Comment by vivzkestrel

3 months ago

Why cant this be done with PostgreSQL?

The short answer is that we tried, back in 2020, while working on a central bank payment switch by the Gates Foundation. We found we were hitting the limits of Amdahl's Law, given Postgres' concurrency control with row locks held across the network as well as internal I/O, leading to the design of TigerBeetle. To specialize not for general purpose but only for transaction processing.

On the one hand, yes, you could use a general purpose string database to count/move integers, up to a certain scale. But a specialized integer database like TigerBeetle can take you further. It's the same reason, that yes, you could use Postgres as object storage or as queue, or you could use S3 and Kafka and get separation of concerns in your architecture.

I did a talk diving into all this recently, looking at the power law, OLTP contention, and how this interacts with Amdahl's Law and Postgres and TigerBeetle: https://www.youtube.com/watch?v=yKgfk8lTQuE

  • i am not an exact expert on the limitation you claim to have encountered on postgresql but perhaps someone with more postgresql expertise can chime in on this comment and give some insight

    • For updating a single resource where the order of updates matters the best throughput one can hope for is the inverse of locking duration. Typical postgres using applications follow the pattern where a transaction involves multiple round trips between the application and the database to make decisions in the code running on the application server.

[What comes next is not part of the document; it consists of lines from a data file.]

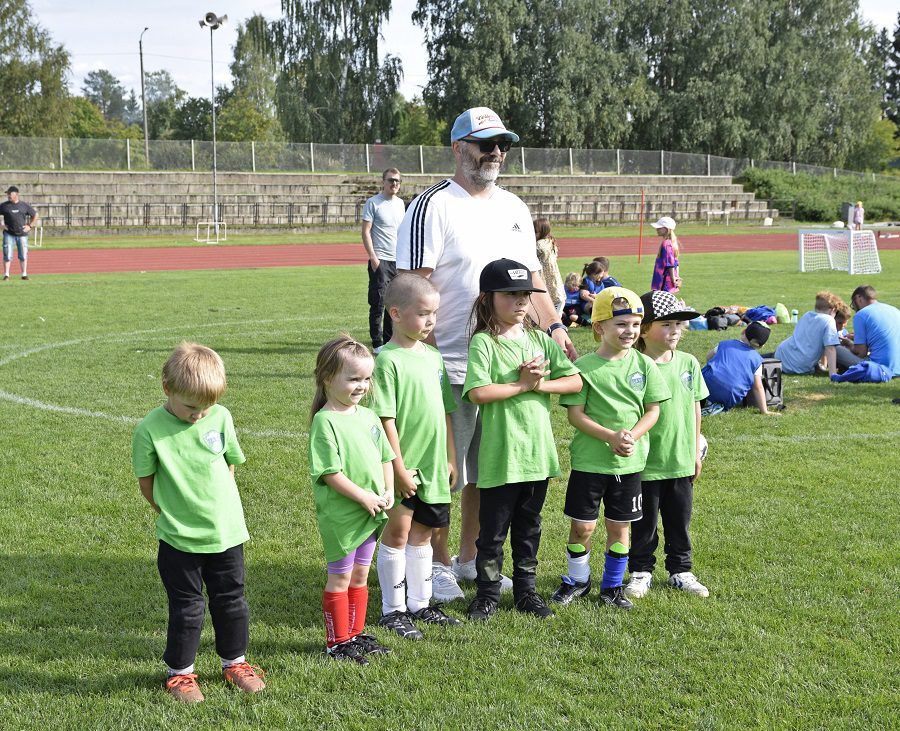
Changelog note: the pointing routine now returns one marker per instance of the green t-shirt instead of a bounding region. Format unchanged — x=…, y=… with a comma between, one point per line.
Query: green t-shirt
x=200, y=507
x=613, y=394
x=673, y=440
x=411, y=386
x=353, y=443
x=517, y=443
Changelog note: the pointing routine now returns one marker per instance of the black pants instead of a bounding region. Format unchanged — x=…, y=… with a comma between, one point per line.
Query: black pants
x=672, y=500
x=183, y=575
x=380, y=327
x=514, y=509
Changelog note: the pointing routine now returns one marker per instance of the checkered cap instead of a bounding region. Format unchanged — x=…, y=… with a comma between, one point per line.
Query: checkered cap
x=660, y=305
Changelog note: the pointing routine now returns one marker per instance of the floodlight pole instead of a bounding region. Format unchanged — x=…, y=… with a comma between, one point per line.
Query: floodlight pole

      But this pattern is not required by PostgreSQL, it's possible to run arbitrarily complex transactions all on server side using more complex query patterns and/or stored procedures. In this case the locking time will be mainly determined by time-to-durability. Which, depending on infrastructure specifics, might be one or two orders of magnitude faster. Or in case of fast networks and slow disks, it might not have a huge effect.

      One can also use batching in PostgreSQL to update the resource multiple times for each durability cycle. This will require some extra care from application writer to avoid getting totally bogged down by deadlocks/serializability conflicts.

      What will absolutely kill you on PostgreSQL is high contention and repeatable read and higher isolation levels. PostgreSQL handles update conflicts with optimistic concurrency control, and high contention totally invalidates all of that optimism. So you need to be clever enough to achieve necessary correctness guarantees with read committed and the funky semantics it has for update visibility. Or use some external locking to get rid of contention in the database. The option for pessimistic locking would be very helpful for these workloads.

      What would also help is a different kind of optimism, that would remove durability requirement from lock hold time, which would then result in readers having to wait for durability. Postgres can do tens of thousands of contended updates per second with this model. See the Eventual Durability paper for details.